As you will find out there are a lot of terms connected with wood, especially tonewood, such as grading, tone, tap tone, color, grain pattern and run-out, just to name a few.
Top tonewood and back tonewood are graded for different characteristics that are inherent in a certain species of wood. For instance:
How To Find Great Tonewood:
Fine Grain: (The annual rings number a minimum of 20 per inch)
Consistent Color: This means that across the entire surface of the top, the coloring remains the same. No streaking, and no imperfections.
Minimal Runout: Runout is an indication of how the wood was sawn from the log (See Luthier Glossary) Absolutely no run-out is preferred.
Stiff – Not Rubbery: When the top tonewood is flexed there should be lot of resistance from flexing and not feel like it is a piece of cardboard.
Silk: This is the cross-grain of a piece of wood. (See Luthier Glossary). It is an indication that the top was cut nearly perpendicular to the annual rings and this is a sign of an excellent top.
Vertical Grain: When looking at the edge of the wood the grain should run nearly vertical along the width of the piece. An excepted standard is that it should not exceed 20 degrees from vertical at any point.
When purchasing from tonewood supplier sites or visiting an instrument wood lumber yard. You will note that there are basically (4) grades of wood:
- Grade A: This is just OK wood it would typically be used on lower quality instruments or lower priced factory guitars. Typically in a grade A top expect to see some run-out, inconsistent grain pattern, color streaking in the top and grain that exceeds the 20 degree from vertical standard (more like 45 degrees at worst). The tops could also be quite flexible with grain not meeting the 20 grains/inch standard. Usually top of Grade A have some sort of imperfection that prevents them from making it to Grade AA. Use this top on guitar approaching $700.00.

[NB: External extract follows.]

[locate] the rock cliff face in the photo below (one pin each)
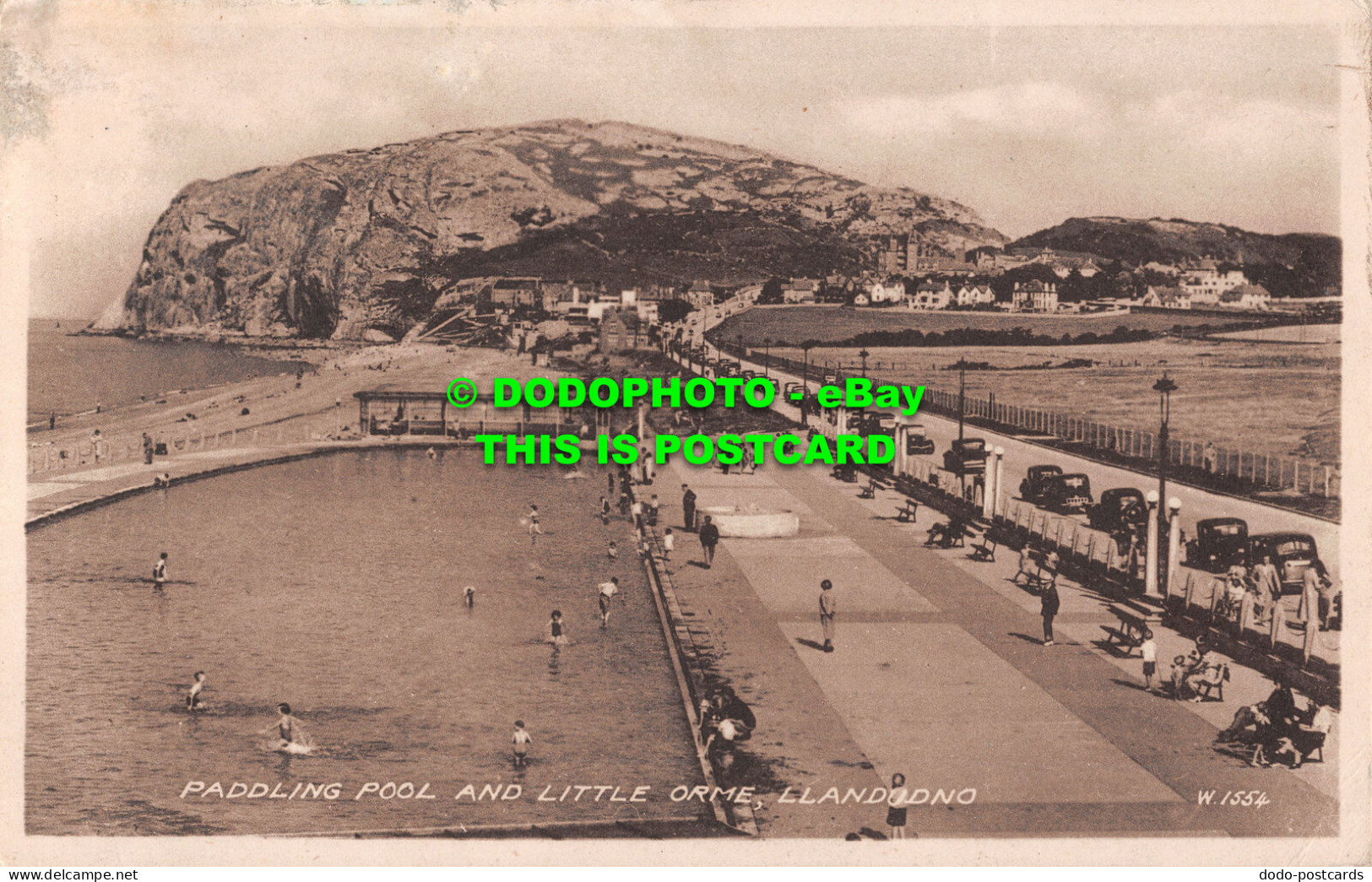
(361, 243)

- Grade AA: This is standard grade and is the grade that most factory guitar are using. It is very plentiful and could be used as your starter guitar. The top will be structurally acceptable for stiffness, vertical grain, and run-out, but will fall a bit short in the color, tight and consistent grain catagories. Quite often you can get such good tops in the AA catagory it is viturally impossible to distinguish them from a grade AAA.
- Grade AAA: Top grade top. Even color, stiff and find, consistent grain pattern. Nearly vertical grain with absolutely no imperfections. You would use this on some very fine instruments.
- Master Grade: This is truly an almost perfect top in every way. It has all the characteristics of the AAA tops plus it has moderate to strong medularies (silk pattern). This is truly a one in a thousand guitar top and should be reserved for all but the finest instruments.